Y avons-nous le début d'une part de responsabilité ? En aucune façon. Ce conflit est lié à une remise en question du régime de retraite qui n'est pas du tout à notre initiative, mais bien celle du gouvernement. Il n'a aucune racine dans la situation locale, sur laquelle nous pourrions d'une façon ou d'une autre agir.
Nous pouvons juste constater, comme Autorité Organisatrice de Transport, que la prestation de notre exploitant est dégradée. Il faut noter d'ailleurs que la SNCF s'emploie, au maximum de ses moyens, à rendre le service - nombre des trains régionaux sont remplacés par des cars - et nous informe, ainsi que les voyageurs, dans la transparence. Mais c'est à elle de définir les priorités entre ses engagements internationaux (Thalys, etc...), ses liaisons pour le compte de l'Autorité Nationale, TGV et Corail, et de ses donneurs d'ordre locaux, en fonction des relations - contractuelles pour ce qui nous concerne - qui la lie à chaque niveau de responsabilité. C'est d'ailleurs ce qu'elle fait.

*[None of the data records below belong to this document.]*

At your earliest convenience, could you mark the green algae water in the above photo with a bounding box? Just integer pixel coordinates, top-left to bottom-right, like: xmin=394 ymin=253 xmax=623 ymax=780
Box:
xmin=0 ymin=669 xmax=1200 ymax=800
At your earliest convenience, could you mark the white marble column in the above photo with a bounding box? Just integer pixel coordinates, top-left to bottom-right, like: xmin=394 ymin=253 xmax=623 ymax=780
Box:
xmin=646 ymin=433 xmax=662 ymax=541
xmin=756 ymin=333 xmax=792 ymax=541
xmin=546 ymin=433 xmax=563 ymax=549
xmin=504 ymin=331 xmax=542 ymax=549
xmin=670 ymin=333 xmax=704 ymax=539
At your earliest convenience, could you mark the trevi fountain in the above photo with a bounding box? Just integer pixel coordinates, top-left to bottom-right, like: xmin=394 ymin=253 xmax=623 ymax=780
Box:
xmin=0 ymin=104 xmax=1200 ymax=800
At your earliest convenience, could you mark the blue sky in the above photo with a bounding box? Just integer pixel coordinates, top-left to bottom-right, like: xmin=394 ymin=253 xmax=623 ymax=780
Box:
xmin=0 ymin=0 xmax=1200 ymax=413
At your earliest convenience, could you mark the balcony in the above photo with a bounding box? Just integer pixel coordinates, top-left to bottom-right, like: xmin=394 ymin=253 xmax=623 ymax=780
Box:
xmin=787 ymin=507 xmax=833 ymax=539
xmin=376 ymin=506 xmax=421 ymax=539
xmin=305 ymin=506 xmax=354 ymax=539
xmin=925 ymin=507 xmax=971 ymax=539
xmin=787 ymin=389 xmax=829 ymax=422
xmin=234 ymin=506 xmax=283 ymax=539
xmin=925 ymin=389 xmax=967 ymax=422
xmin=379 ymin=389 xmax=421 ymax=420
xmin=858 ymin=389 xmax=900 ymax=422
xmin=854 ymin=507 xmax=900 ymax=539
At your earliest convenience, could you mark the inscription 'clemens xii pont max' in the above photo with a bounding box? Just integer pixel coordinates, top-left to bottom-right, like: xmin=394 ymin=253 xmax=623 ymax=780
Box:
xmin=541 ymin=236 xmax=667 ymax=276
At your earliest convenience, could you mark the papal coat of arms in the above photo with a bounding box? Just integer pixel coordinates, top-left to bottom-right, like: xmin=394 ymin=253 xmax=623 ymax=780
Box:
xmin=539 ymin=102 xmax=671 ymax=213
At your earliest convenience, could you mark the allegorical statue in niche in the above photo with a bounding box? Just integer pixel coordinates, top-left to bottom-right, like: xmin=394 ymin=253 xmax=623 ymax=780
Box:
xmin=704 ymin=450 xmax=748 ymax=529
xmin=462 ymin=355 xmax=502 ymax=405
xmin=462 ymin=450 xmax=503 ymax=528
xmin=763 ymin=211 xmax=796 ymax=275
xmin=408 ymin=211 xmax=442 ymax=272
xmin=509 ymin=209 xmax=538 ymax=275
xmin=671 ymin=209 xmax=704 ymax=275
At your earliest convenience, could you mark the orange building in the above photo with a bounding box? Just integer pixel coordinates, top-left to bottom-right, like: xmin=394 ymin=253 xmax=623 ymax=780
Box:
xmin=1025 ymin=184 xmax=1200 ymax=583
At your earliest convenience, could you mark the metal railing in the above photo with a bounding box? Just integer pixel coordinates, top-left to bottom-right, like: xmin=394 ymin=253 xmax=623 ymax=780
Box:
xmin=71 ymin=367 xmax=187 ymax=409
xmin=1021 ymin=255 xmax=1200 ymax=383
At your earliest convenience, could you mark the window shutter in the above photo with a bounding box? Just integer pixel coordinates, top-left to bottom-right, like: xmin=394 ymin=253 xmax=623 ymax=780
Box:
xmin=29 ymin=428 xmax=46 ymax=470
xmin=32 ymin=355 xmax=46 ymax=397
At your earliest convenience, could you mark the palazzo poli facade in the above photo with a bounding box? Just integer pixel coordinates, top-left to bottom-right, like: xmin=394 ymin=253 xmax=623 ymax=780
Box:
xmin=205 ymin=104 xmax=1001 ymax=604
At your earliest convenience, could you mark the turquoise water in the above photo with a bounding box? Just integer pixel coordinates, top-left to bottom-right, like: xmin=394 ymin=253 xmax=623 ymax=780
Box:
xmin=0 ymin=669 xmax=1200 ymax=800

Même si la loi nous somme de définir des dessertes prioritaires, on voit donc, à l'épreuve des faits, qu'il s'agit de la responsabilité de l'exploitant de faire rouler ses trains. A nous, dans nos conventions régionales, de définir des modalités qui permettent d'assurer le service, y compris en favorisant à notre niveau le dialogue social dans l'entreprise (si l'employeur n'a pas intérêt à la grève, il peut chercher à l'éviter, à nous d'y travailler). Mais il n'y a pas de logique à ce que nous prenions des responsabilités comme celle de définir des dessertes prioritaires.
A l'épreuve des faits, la loi sur le service minimum est donc bien une opération politique, elle n'a aucune vocation à être utile à qui que ce soit. J'ai bien peur que nombre des décisions prises depuis 6 mois à l'initiative du gouvernement soient de cette nature.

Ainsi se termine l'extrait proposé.